Bypassing Prompt Injection Detectors through Evasive Injections
Md Jahedur Rahman , Ihsen Alouani
Published on arXiv
2602.00750
Input Manipulation Attack
OWASP ML Top 10 — ML01
Prompt Injection
OWASP LLM Top 10 — LLM01
Key Finding
A single universal adversarial suffix achieves up to 99.63% evasion success against activation-delta-based prompt injection detectors on Llama-3 8B under majority-vote criteria.

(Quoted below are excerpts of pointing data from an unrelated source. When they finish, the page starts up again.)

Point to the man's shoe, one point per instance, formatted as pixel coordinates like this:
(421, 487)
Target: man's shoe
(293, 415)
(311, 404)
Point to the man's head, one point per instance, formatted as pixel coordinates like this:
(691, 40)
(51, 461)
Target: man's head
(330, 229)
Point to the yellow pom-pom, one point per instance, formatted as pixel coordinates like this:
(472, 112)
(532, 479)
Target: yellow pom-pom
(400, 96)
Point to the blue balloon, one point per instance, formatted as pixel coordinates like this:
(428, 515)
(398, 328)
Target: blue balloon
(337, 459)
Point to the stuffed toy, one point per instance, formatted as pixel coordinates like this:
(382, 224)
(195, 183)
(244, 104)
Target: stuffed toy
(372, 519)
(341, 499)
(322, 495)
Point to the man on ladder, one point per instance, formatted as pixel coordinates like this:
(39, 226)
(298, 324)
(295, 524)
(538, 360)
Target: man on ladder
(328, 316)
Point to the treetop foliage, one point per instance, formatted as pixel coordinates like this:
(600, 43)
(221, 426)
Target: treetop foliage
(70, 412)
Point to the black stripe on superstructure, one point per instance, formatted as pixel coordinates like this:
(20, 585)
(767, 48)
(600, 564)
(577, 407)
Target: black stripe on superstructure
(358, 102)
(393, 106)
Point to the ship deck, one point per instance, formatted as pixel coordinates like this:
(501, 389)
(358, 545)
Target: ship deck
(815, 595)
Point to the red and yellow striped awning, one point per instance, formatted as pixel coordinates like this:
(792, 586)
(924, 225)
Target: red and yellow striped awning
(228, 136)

GCG universal adversarial suffix for detector evasion
Novel technique introduced
Large language models (LLMs) are increasingly used in interactive and retrieval-augmented systems, but they remain vulnerable to task drift; deviations from a user's intended instruction due to injected secondary prompts. Recent work has shown that linear probes trained on activation deltas of LLMs' hidden layers can effectively detect such drift. In this paper, we evaluate the robustness of these detectors against adversarially optimised suffixes. We generate universal suffixes that cause poisoned inputs to evade detection across multiple probes simultaneously. Our experiments on Phi-3 3.8B and Llama-3 8B show that a single suffix can achieve high attack success rates; up to 93.91% and 99.63%, respectively, when all probes must be fooled, and nearly perfect success (>90%) under majority vote setting. These results demonstrate that activation delta-based task drift detectors are highly vulnerable to adversarial suffixes, highlighting the need for stronger defences against adaptive attacks. We also propose a defence technique where we generate multiple suffixes and randomly append one of them to the prompts while making forward passes of the LLM and train logistic regression models with these activations. We found this approach to be highly effective against such attacks.
Key Contributions
- First demonstration that activation-delta-based task drift detectors (linear probes on LLM hidden layers) are highly vulnerable to universal adversarial suffixes generated via GCG
- Universal suffix generation strategy that simultaneously fools multiple linear probes across all layers, achieving up to 99.63% attack success rate on Llama-3 8B
- Defense via randomized adversarial suffix augmentation during detector training, shown to be highly effective against the proposed attack
🛡️ Threat Analysis
Core attack uses Greedy Coordinate Gradient (GCG) — a gradient-based token-level optimization — to generate universal adversarial suffixes that manipulate LLM hidden-layer activations to evade linear probe classifiers. This is a canonical adversarial evasion attack at inference time, using gradient-based perturbation rather than natural language manipulation.